Surgeon-General's Office,
RICHMOND, VIRGINIA, February 9th, 1865.
   Sir-In reply to the circular of the 7th instant, from your office, I have the honor to submit the following report: ...
   Foreseeing the many and great difficulties to be encountered in procuring medical supplies from foreign countries through the blockade, attention was given at an early day to the establishment of medical laboratories, and the manufacture of medicines at Lincolnton, North Carolina, Charlotte, North Carolina, Columbia, South Carolina, Macon and Atlanta, Georgia, and Mobile and Montgomery, Alabama. While these laboratories have been engaged more especially in the manufacture of medicines, heretofore universally procured from abroad, great attention has been given to the manufacture of indigenous remedies, which are now administered by medical officers, in lieu of medicines of foreign origin, with favorable results.

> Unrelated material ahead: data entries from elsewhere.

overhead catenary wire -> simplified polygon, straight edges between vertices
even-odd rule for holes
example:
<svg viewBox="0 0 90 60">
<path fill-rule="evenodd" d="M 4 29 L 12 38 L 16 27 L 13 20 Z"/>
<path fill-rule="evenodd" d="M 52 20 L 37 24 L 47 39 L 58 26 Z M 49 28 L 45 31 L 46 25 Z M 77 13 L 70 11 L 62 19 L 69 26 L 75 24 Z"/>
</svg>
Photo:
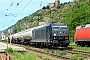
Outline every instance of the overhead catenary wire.
<svg viewBox="0 0 90 60">
<path fill-rule="evenodd" d="M 21 0 L 19 3 L 16 4 L 15 9 L 22 3 L 22 1 L 23 1 L 23 0 Z M 16 15 L 13 15 L 13 14 L 12 14 L 12 16 L 14 16 L 14 18 L 12 19 L 12 22 L 18 17 L 18 15 L 20 15 L 20 13 L 21 13 L 31 2 L 32 2 L 32 0 L 30 0 L 30 1 L 25 5 L 25 7 L 24 7 L 18 14 L 16 14 Z M 40 5 L 40 7 L 42 6 L 42 1 L 40 2 L 39 5 Z M 14 9 L 14 10 L 15 10 L 15 9 Z"/>
<path fill-rule="evenodd" d="M 22 3 L 22 1 L 23 1 L 23 0 L 21 0 L 19 3 L 16 4 L 16 7 L 13 9 L 13 11 L 16 10 L 16 8 Z M 13 12 L 13 11 L 12 11 L 12 12 Z M 11 12 L 11 13 L 12 13 L 12 12 Z"/>
<path fill-rule="evenodd" d="M 21 3 L 22 1 L 23 1 L 23 0 L 21 0 L 20 3 Z M 20 3 L 17 3 L 17 6 L 18 6 Z M 13 2 L 12 2 L 11 5 L 9 6 L 9 8 L 12 7 L 12 6 L 13 6 Z M 16 7 L 17 7 L 17 6 L 16 6 Z M 6 10 L 9 10 L 9 8 L 7 8 Z M 14 10 L 15 10 L 15 9 L 14 9 Z"/>
<path fill-rule="evenodd" d="M 13 5 L 13 2 L 12 2 L 11 5 L 9 6 L 9 8 L 12 7 L 12 5 Z M 7 8 L 6 10 L 9 10 L 9 8 Z"/>
<path fill-rule="evenodd" d="M 21 0 L 21 2 L 22 2 L 23 0 Z M 20 2 L 20 3 L 21 3 Z M 32 0 L 30 0 L 29 1 L 29 3 L 16 15 L 16 16 L 14 16 L 15 18 L 30 4 L 32 2 Z M 18 5 L 18 4 L 17 4 Z M 13 19 L 13 20 L 15 20 L 15 19 Z M 13 21 L 12 21 L 13 22 Z"/>
<path fill-rule="evenodd" d="M 9 7 L 8 8 L 6 8 L 6 10 L 7 10 L 7 12 L 10 12 L 10 9 L 13 7 L 13 6 L 15 6 L 14 7 L 14 9 L 11 11 L 12 13 L 10 14 L 10 13 L 8 13 L 8 14 L 4 14 L 4 16 L 12 16 L 12 18 L 11 18 L 11 22 L 13 22 L 14 20 L 16 20 L 17 18 L 18 18 L 18 15 L 20 15 L 20 13 L 24 10 L 24 9 L 26 9 L 26 7 L 33 1 L 33 0 L 30 0 L 28 3 L 27 3 L 27 5 L 24 5 L 25 7 L 24 8 L 22 8 L 22 10 L 19 12 L 19 14 L 17 14 L 17 13 L 15 13 L 15 12 L 13 12 L 15 9 L 17 9 L 17 7 L 20 7 L 19 5 L 22 3 L 22 1 L 23 0 L 21 0 L 21 1 L 19 1 L 19 2 L 17 2 L 17 3 L 15 3 L 14 1 L 10 1 L 10 5 L 9 5 Z M 41 7 L 42 6 L 42 1 L 40 2 L 41 4 L 39 4 L 39 6 Z M 1 15 L 1 14 L 0 14 Z"/>
<path fill-rule="evenodd" d="M 5 15 L 5 16 L 16 16 L 17 14 L 13 14 L 12 12 L 14 10 L 16 10 L 16 8 L 22 3 L 23 0 L 21 0 L 19 3 L 16 3 L 16 7 L 8 14 L 8 15 Z"/>
<path fill-rule="evenodd" d="M 23 0 L 21 0 L 20 3 L 21 3 L 22 1 L 23 1 Z M 18 16 L 31 2 L 32 2 L 32 0 L 30 0 L 29 3 L 28 3 L 18 14 L 14 14 L 15 17 Z M 17 6 L 15 7 L 15 9 L 20 5 L 20 3 L 17 3 Z M 11 5 L 12 5 L 12 4 L 11 4 Z M 42 6 L 42 1 L 41 1 L 41 3 L 40 3 L 40 7 L 41 7 L 41 6 Z M 15 10 L 15 9 L 14 9 L 14 10 Z M 13 11 L 14 11 L 14 10 L 13 10 Z M 12 12 L 11 12 L 10 14 L 12 14 Z M 12 14 L 12 15 L 13 15 L 13 14 Z M 13 16 L 14 16 L 14 15 L 13 15 Z M 5 16 L 8 16 L 8 15 L 5 15 Z"/>
<path fill-rule="evenodd" d="M 32 2 L 32 0 L 29 1 L 29 3 L 19 12 L 19 14 Z"/>
<path fill-rule="evenodd" d="M 20 1 L 20 3 L 22 3 L 23 0 Z"/>
<path fill-rule="evenodd" d="M 16 3 L 16 7 L 12 10 L 12 12 L 22 3 L 22 1 L 23 1 L 23 0 L 21 0 L 19 3 Z M 11 7 L 12 5 L 14 5 L 14 3 L 12 3 L 12 4 L 10 5 L 10 7 Z M 9 7 L 9 8 L 10 8 L 10 7 Z M 8 11 L 9 11 L 9 8 L 7 9 Z M 15 20 L 15 18 L 17 17 L 17 14 L 13 14 L 12 12 L 6 14 L 5 16 L 14 16 L 14 17 L 12 18 L 12 22 L 13 22 L 13 20 Z M 11 22 L 11 23 L 12 23 L 12 22 Z"/>
</svg>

   The Confederate Surgeon General Samuel Preston Moore hired Dr. Aaron Snowden Piggot (1822 - Feb. 13, 1869) in 1862 to establish a medical laboratory to manufacture medicines for Confederate troops. Piggot was appointed on July 19, 1862 as Superintendent of Laboratories at Richmond's medical purveying department. The new laboratory was suggested to be placed in Charlotte, North Carolina.

   In late 1862, officers in the Charlotte medical purveying depot set up some sort of a medical laboratory in a building on the grounds of the North Carolina Military Institute in Charlotte. Thus, Piggot was freed to choose another location for his medical manufacturing facility (or laboratory). 
   Charlotte surgeon and medical purveyor advertised in April 21, 1863, in the Western Democrat newspaper for supplies.

   By April 1863, Dr. Piggot had decided to locate the manufacturing operation about 2 miles south of Lincolnton, NC, on the bank of the South Fork of the Catawba River. At this location, textile mills had been built and operated since 1819. Piggot got his official assignment as surgeon at the Lincolnton Laboratory site on June 1, 1863.
   Piggot's clerk, T. S. Beckwith, Jr., procured supplies and men to work in the medical laboratory. Beckwith had flax and poppies planted to produce flaxseed or linseed oil and opiates. Previous textile mill structures at this site were burned in 1863. New structures for the laboratory were readied by Fall 1863. The first laboratory building was oblong and built of bricks. The machinery was powered by water.
   The Lincolnton Laboratory eventually was composed of a reverberatory furnace, mill, kiln and leaden chambers. Equipment formerly used at the Charlotte laboratory was transferred to the Lincolnton Laboratory.
   After the war, the Lncolnton Laboratory ceased operations. Later, the Lincolnton Laboratory (Cotton) Mill took over the site for textile operations.